Mathis also gets a view of how the ball comes off the bat from the outfield, and often the deepest part of it.

"(From center field) You can tell the ball doesn't fly as well unless you hit it perfect," he said. "There are so many not so well hit balls out there. It seems like you're running in more than you're running back. But when they hit that sweet spot, it still carries like the old bats. It's just a lot harder to do."

Coach Mike Bianco was pleased with the progress of his hitters from the first weekend of fall ball to the second.

"We swung it much better," he said. "It's like night and day from (the first) weekend. It's almost like the hitters needed a couple of intrasquads just to see live pitching. But they certainly picked it up a notch."

And he also felt the pitching was decent again, even with a lot of successful hitting.
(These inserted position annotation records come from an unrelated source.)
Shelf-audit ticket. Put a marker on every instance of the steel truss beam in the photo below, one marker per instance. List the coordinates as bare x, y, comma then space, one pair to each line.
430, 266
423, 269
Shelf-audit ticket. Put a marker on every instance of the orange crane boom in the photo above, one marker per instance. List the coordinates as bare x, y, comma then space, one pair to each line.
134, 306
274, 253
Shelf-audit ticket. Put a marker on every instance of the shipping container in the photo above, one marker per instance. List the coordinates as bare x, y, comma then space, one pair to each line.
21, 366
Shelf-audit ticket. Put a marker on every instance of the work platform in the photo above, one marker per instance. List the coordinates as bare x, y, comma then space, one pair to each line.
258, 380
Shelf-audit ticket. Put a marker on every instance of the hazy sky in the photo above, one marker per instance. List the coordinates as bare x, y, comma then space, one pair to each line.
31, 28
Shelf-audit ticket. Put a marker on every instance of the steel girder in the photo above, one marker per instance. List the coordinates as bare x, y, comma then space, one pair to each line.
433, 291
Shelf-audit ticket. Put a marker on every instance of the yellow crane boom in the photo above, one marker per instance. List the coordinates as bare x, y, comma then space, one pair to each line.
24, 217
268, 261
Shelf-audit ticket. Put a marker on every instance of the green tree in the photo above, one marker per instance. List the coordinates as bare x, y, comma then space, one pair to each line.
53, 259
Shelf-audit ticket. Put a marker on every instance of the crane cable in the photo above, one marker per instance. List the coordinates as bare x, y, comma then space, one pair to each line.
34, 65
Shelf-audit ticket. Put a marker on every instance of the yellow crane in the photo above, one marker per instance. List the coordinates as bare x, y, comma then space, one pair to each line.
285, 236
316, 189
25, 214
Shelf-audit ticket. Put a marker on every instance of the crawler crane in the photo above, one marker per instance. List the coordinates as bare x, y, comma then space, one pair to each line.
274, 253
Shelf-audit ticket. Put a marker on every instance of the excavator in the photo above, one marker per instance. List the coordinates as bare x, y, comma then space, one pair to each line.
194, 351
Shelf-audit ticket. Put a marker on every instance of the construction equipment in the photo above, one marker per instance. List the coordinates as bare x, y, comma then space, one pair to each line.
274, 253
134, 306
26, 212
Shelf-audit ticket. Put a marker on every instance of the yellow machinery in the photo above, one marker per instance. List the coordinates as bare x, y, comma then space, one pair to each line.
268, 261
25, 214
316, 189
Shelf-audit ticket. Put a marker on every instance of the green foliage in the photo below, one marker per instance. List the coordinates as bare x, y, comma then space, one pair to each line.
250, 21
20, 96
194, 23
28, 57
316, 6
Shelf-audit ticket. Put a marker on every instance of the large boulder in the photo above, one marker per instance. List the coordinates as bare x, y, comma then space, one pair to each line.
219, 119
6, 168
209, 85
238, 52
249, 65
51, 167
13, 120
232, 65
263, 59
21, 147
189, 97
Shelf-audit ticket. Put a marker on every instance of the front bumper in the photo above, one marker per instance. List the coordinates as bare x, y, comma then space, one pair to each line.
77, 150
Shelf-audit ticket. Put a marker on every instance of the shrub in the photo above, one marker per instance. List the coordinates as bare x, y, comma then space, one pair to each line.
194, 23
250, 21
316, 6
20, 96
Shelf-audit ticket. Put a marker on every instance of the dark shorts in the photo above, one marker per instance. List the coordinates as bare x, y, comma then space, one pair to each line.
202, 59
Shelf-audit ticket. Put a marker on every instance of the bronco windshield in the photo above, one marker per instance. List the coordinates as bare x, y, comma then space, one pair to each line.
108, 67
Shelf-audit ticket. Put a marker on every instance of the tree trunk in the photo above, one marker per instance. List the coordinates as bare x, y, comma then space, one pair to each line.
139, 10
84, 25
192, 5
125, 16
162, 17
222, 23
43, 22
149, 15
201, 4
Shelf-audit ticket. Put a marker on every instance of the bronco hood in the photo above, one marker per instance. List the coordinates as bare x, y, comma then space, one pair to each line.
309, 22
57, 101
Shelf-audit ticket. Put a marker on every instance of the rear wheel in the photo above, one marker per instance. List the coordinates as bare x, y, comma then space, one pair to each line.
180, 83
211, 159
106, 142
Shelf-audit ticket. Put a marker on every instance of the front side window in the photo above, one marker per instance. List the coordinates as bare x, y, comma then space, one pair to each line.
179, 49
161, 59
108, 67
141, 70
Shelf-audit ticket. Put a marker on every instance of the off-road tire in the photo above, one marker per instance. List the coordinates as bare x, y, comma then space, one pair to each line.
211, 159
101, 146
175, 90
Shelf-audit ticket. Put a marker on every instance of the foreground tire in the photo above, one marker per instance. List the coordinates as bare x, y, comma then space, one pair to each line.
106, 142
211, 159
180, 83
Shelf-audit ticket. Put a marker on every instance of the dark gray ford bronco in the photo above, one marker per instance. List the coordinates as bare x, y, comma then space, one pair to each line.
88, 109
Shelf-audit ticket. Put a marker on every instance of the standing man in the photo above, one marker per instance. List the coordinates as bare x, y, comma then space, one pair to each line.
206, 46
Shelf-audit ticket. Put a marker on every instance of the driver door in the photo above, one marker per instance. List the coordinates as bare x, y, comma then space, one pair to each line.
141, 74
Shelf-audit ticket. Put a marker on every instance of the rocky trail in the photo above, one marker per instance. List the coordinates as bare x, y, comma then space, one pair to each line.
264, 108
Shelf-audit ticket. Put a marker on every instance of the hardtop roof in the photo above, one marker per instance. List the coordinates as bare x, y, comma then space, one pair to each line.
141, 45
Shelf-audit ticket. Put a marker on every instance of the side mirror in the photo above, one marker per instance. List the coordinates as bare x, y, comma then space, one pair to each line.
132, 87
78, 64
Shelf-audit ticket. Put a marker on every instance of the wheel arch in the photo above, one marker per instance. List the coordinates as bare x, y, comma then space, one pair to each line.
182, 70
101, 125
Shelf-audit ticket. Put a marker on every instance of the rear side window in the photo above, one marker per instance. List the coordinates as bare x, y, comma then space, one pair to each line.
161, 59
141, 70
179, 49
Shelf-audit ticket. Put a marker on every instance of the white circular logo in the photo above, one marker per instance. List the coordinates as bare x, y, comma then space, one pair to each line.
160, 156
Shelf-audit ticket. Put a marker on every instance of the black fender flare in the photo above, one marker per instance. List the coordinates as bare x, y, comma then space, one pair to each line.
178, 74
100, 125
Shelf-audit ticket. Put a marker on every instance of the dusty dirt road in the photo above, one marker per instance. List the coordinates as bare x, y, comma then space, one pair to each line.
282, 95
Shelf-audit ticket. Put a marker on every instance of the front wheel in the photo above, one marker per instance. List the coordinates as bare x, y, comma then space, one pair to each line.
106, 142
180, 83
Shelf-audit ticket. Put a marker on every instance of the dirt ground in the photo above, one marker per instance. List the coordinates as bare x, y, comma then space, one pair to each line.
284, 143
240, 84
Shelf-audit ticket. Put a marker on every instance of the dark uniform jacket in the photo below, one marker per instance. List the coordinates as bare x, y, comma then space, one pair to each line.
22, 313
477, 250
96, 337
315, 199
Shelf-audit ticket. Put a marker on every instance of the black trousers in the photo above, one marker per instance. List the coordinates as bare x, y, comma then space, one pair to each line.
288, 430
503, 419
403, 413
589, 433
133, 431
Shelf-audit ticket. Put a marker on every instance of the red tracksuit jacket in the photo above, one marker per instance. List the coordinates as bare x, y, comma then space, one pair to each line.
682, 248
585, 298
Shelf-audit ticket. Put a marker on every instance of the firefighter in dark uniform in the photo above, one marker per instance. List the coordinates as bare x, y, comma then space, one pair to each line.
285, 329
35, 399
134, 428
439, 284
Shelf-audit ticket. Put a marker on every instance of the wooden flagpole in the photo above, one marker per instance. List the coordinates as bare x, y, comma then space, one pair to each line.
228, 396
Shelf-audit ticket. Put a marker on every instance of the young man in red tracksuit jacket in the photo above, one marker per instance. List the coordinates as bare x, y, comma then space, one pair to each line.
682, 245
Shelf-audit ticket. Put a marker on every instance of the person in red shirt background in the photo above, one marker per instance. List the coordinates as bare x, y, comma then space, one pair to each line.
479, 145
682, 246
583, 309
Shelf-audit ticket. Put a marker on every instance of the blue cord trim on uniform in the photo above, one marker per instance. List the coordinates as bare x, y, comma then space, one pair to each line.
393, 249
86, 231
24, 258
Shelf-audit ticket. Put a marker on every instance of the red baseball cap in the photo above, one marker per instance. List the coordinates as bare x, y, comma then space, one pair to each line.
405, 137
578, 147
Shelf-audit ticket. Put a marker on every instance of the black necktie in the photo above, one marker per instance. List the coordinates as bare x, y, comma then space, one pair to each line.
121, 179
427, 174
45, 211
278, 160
"I really don't think the pitching was that bad," he said. "(On Sunday Mike) Mayers pitched good. (Bobby) Wahl pitched good. On Friday (David) Goforth was absolutely awesome. Austin Wright pitched well. (R.J.) Hively was better this weekend than last weekend. Some guys pitched well and some guys got banged around a little bit."

Bianco was particularly happy with his team's defense through the last two intrasquads.

"We've been really good in the field," he said. "We played 22 innings Friday without an error. Sunday we were (errorless) until the last five innings (of 11 innings). That's a lot of innings without errors. We've been pretty clean."

Matt Smith was back and doing well after wearing a heart monitor and having a rhythm situation checked out for several days.

"They (doctors) think it's more lung related like asthma," Bianco said. "That's where the shortness of breath and things like that are coming from rather than the heart. At least that's what I understand. They put him on a couple types of medicine, and he looks 100 times better. He looks like he has more energy. The last few weeks he looked like he was zapped of all his energy."

Bianco continues to search for a coaching replacement for assitant Rob Francis, who last week accepted the head coaching job at St. Petersburg (Fla.) College.

"Nothing new to report at this time," said Bianco of filling the coaching position.